Bayesian Networks

Bayesian network are graphical models for joint probability distribution. Consider to model the inheritance of a single gene that determines a person's blood type:

Blood Type Domain

The blood type domain is a genetic model of the inheritance of a single gene that determines a person's blood type. Each person has two copies of the chromosome containing this gene, one inherited from her mother and one inherited from her father. Occasionally, a person is unavailable for testing, and yet because of the clarification of crime, test of paternity, allocation of (frozen) semen etc. it is often necessary that a blood type of the person be estimated. A blood type can still be derived for that person through an examination and analysis of the types of family members.

More formally, a Bayesian network is an augmented, directed acyclic graph, where each node corresponds to a random variable xi and each edge indicates a direct influence among the random variables. It represents the joint probability distribution

P(x1,..., xn) 

over a fixed, finite set {x1,,...,xn} of random variables. Each random variable xi possesses a finite set S(xi) of mutually exclusive states. The following Figure shows the graph of a Bayesian network modelling the blood type example for a particular family:

The familial relationship, which is taken from Jensen's stud farm example, forms the basis for the graph. The network encodes e.g. that Dorothy's blood type is influenced by the genetic information of her parents Ann and Brian. The set of possible states of bt(dorothy) is

S(bt(dorothy)) = {a, b, ab, 0}; 

the set of possible states of pc(dorothy) and mc(dorothy) are

S(pc(dorothy)) = S(mc(dorothy)) = {a, b, 0}.

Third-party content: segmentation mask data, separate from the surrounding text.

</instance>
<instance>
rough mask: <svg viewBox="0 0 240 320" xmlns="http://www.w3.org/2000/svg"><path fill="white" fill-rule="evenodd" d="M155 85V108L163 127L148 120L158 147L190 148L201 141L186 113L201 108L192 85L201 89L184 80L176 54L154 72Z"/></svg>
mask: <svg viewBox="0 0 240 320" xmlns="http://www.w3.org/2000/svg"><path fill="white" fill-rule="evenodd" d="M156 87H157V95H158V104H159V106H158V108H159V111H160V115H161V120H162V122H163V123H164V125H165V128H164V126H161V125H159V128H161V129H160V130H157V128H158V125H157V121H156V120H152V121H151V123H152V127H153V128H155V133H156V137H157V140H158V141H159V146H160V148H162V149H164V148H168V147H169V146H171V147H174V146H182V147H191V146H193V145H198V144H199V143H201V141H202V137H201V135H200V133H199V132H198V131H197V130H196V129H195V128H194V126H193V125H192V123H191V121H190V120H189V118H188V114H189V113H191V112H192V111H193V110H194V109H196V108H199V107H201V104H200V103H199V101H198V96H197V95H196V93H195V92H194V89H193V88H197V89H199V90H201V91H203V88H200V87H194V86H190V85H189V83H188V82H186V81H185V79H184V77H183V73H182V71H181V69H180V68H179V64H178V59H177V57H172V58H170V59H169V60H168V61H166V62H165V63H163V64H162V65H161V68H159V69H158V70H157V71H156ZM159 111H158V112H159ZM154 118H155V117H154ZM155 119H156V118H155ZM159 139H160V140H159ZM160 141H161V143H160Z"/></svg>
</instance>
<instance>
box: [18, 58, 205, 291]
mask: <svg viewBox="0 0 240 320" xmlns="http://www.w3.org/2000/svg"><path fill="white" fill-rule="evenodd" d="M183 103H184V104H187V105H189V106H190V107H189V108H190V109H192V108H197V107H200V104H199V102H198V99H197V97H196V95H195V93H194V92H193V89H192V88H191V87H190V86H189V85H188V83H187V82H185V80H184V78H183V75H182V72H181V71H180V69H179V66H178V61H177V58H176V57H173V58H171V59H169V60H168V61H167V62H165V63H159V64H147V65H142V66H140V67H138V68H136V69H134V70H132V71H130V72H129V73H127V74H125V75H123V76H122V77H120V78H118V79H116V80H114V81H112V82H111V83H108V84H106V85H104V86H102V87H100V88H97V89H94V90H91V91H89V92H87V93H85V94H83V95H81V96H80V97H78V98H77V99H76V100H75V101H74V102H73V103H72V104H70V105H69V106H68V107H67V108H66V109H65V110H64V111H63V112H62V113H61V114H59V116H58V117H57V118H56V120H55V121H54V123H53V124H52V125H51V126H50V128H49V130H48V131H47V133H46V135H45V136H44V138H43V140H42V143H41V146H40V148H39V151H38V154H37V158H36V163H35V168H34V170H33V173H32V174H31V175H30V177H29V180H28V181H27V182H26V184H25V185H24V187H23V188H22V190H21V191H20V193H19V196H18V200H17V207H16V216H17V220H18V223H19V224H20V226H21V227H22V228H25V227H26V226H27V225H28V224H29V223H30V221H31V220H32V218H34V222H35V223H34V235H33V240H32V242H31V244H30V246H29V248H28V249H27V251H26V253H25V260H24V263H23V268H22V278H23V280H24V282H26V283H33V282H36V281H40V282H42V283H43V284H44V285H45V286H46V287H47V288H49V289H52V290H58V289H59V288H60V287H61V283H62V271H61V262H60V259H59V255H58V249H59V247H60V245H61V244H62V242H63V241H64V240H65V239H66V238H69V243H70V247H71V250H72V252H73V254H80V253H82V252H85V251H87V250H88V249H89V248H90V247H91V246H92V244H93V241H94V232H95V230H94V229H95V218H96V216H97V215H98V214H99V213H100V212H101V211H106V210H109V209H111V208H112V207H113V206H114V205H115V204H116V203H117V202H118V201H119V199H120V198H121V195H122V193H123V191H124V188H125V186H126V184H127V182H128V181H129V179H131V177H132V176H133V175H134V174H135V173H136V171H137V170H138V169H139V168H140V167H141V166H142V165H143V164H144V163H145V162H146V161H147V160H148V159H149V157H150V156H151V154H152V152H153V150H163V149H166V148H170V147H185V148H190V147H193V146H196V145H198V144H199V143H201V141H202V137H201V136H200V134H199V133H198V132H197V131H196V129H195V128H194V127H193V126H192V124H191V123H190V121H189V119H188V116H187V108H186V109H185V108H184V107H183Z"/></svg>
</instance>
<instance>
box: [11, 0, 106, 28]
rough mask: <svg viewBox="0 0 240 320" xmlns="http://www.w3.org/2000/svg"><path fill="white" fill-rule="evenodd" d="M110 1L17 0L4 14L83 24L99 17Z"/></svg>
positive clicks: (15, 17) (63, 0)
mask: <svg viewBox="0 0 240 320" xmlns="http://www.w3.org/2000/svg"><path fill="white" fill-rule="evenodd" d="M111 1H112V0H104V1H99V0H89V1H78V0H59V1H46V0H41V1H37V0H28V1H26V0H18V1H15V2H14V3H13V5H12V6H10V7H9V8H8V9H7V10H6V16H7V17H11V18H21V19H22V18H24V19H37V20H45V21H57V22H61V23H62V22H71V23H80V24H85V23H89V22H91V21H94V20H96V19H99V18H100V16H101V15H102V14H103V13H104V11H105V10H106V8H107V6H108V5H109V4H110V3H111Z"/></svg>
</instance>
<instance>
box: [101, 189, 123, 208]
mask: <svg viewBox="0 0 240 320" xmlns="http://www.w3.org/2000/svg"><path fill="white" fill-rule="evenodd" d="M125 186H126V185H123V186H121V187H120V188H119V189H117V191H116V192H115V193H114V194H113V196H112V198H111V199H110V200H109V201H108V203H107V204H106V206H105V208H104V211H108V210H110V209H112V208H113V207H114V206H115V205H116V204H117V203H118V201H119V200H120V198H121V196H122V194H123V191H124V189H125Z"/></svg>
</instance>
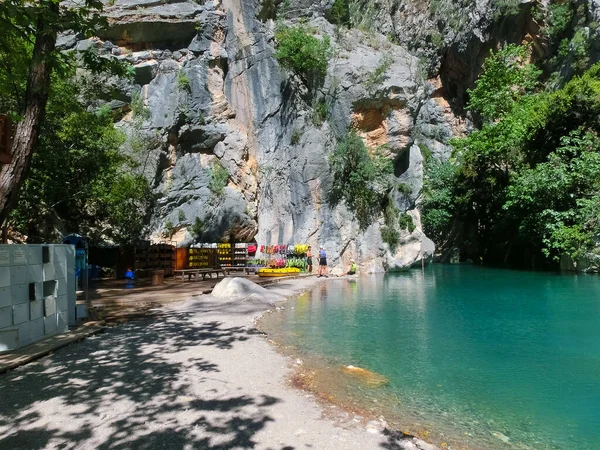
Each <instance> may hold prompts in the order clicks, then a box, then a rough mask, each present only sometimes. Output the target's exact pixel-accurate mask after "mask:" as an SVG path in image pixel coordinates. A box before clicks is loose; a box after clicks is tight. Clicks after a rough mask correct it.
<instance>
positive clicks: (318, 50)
mask: <svg viewBox="0 0 600 450" xmlns="http://www.w3.org/2000/svg"><path fill="white" fill-rule="evenodd" d="M275 39H276V41H277V51H276V53H275V58H277V61H278V62H279V64H280V65H281V66H282V67H284V68H286V69H288V70H290V71H292V72H293V73H294V74H295V75H297V76H298V77H299V78H300V79H301V80H302V82H303V83H304V84H306V85H307V86H308V87H309V88H312V87H315V86H316V85H318V84H319V83H321V82H322V81H323V80H324V79H325V76H326V75H327V66H328V64H329V58H330V56H331V42H330V40H329V36H325V37H323V38H322V39H319V38H317V37H315V36H314V35H313V33H312V31H311V30H310V29H309V28H308V27H306V26H304V25H298V26H284V25H281V26H279V27H278V29H277V31H276V33H275Z"/></svg>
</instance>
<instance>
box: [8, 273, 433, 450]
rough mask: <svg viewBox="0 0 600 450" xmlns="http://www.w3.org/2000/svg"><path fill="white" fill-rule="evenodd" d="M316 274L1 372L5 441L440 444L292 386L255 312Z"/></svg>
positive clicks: (34, 443)
mask: <svg viewBox="0 0 600 450" xmlns="http://www.w3.org/2000/svg"><path fill="white" fill-rule="evenodd" d="M318 282H327V281H319V280H318V279H317V278H314V277H311V278H303V279H297V280H293V281H288V280H285V281H282V282H281V283H278V284H275V285H273V286H271V287H270V288H269V290H268V294H266V295H262V294H261V295H257V294H255V293H253V294H252V295H249V296H247V295H245V294H247V293H245V294H244V296H238V297H237V298H218V297H215V296H213V295H201V296H198V297H194V298H192V299H190V300H189V301H186V302H183V303H179V304H174V305H171V306H169V307H168V308H163V309H161V310H160V311H159V312H158V314H157V315H155V316H153V317H149V318H144V319H137V320H134V321H131V322H128V323H125V324H123V325H120V326H115V327H110V328H108V329H107V330H106V331H105V332H104V333H102V334H99V335H96V336H93V337H90V338H88V339H86V340H84V341H82V342H80V343H78V344H74V345H71V346H69V347H67V348H64V349H61V350H59V351H57V352H56V353H55V354H53V355H50V356H48V357H46V358H43V359H41V360H39V361H37V362H34V363H31V364H28V365H26V366H23V367H20V368H19V369H16V370H14V371H12V372H10V373H7V374H4V375H0V398H1V399H2V407H1V409H0V448H7V449H8V448H10V449H37V448H48V449H51V448H68V449H91V448H98V449H116V448H135V449H154V448H173V449H179V448H181V449H184V448H185V449H188V448H189V449H192V448H198V449H213V448H214V449H233V448H260V449H282V450H283V449H301V448H313V449H367V448H372V449H377V448H387V449H423V450H430V449H432V448H433V446H431V445H429V444H426V443H425V442H423V441H420V440H417V439H415V438H412V437H409V436H403V435H401V434H399V433H394V432H391V431H389V430H387V429H386V428H385V422H383V421H381V420H369V419H367V418H365V417H361V416H357V415H355V414H352V413H348V412H345V411H342V410H340V409H338V408H337V407H334V406H332V405H326V404H325V405H324V404H319V403H318V402H317V401H316V399H315V398H314V396H313V395H312V394H310V393H306V392H303V391H300V390H296V389H294V388H293V387H292V386H291V385H290V382H289V378H290V376H291V374H292V373H293V364H294V362H293V361H292V360H290V359H289V358H286V357H284V356H282V355H280V354H278V353H277V351H276V350H275V349H274V348H273V346H272V345H270V344H269V342H268V339H267V338H266V337H265V336H264V335H263V334H262V333H260V332H258V331H257V330H256V329H255V326H254V321H255V319H256V318H257V317H258V316H260V315H261V314H262V313H264V312H265V311H267V310H269V309H272V308H273V305H274V304H278V305H281V306H282V307H285V298H289V297H290V296H293V295H294V294H297V293H299V292H300V291H302V290H305V289H307V288H309V287H311V286H314V284H315V283H318ZM259 289H262V288H259ZM225 294H227V295H228V291H227V292H225Z"/></svg>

The same holds for ann and brian. The direct predecessors of a node x, the parents of x are denoted by Pa(x). For instance,

 Pa(bt(ann)) = {pc(ann), mc(ann)}.

A Bayesian network stipulates the following conditional independence assumption

Independece Assumption

Each node xi in the graph is conditionally independent of any subset A of nodes that are not descendants of xi given a joint state of Pa(xi), i.e.
P(xi | A, Pa(xi)) = P(xi | Pa(xi)).

For example, bt(dorothy) is conditionally independent of bt(ann) given a joint state of its parents {pc(dorothy), mc(dorothy)}. Any pair (xi, Pa(xi)) is called the family of xi denoted as Fa(xi), e.g. bt(dorothy)'s family is (bt(dorothy), {pc(dorothy), mc(dorothy)}). Because of the conditional independence assumption, the joint probability density factorizes

P(x1,...,xn) = Prod P(xi|Pa(xi))

Thereby, we associate with each node xi of the graph the conditional probability distribution P(xi | Pa(xi)), denoted as cpd(xi).